Friday, August 26, 2016

Kitty's final Olympics word

A review Kitty Chiller would have dreamt of conducting with a wide smile began instead with an inadvertent, audible sigh.
This 9am media call was scheduled to be the Australian team boss's last at these Olympics, but nothing much has been predictable in Rio and that's precisely what dominated discussion.
As indefatigable as Chiller has been over a four-year chef de mission's role she relinquished a day job for (meeting the standards of her inner perfectionist), on this rainy closing ceremony morning she had the air of someone plain exhausted.

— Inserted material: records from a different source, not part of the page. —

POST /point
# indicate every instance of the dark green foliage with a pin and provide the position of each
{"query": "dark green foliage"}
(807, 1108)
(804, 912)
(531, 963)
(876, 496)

Chiller's face said that. Her sigh said that. And it kind of summed up Australia's Olympics. Games in which there have been joyous exaltations, certainly. But more - many more - sighs of exasperation and lament. The near-miss Games.
Verbally, Chiller did not open with that. "I'm extremely proud of our team" were the first six words of a closing state-of-the-nation she took 10 minutes to read.
Chiller tabled excellent reasons that Australians should join her in feeling this way: Kim Brennan, the women's rugby sevens team, Kyle Chalmers, the women's 4 x 100m freestyle relay team, Jared Tallent becoming Australia's most successful Olympic track and field athlete, Australia's first team medal in archery, first medal in modern pentathlon - a gold at that thanks to Chloe Esposito - equestrian's first medal for Australia since Beijing in 2008, a first gold in shooting since Athens in 2004.
Chiller reminded everyone present that 43 per cent of the team in Rio was under 25. The inference? If that doesn't bode well for Tokyo 2020, what does?
Nothing if not matter-of-fact, it did not take Chiller long to cut to the crunch. Eight gold medals and a total tally - of 29 - less than the haul from London four years ago make campaign Rio, in crude terms, Australia's least successful Olympics in 24 years.
That wasn't just short of where Australia, and Chiller, openly aimed to be. It was, Chiller pronounced solemnly on Sunday, "well short".
While insistent the Australian team should largely be proud of itself for what it produced athletically in Brazil, Chiller ultimately termed the experience, "the most trying Games for many, many people on the official side. Much more so than any Games that I've been involved with and this is my fourth Games as an official."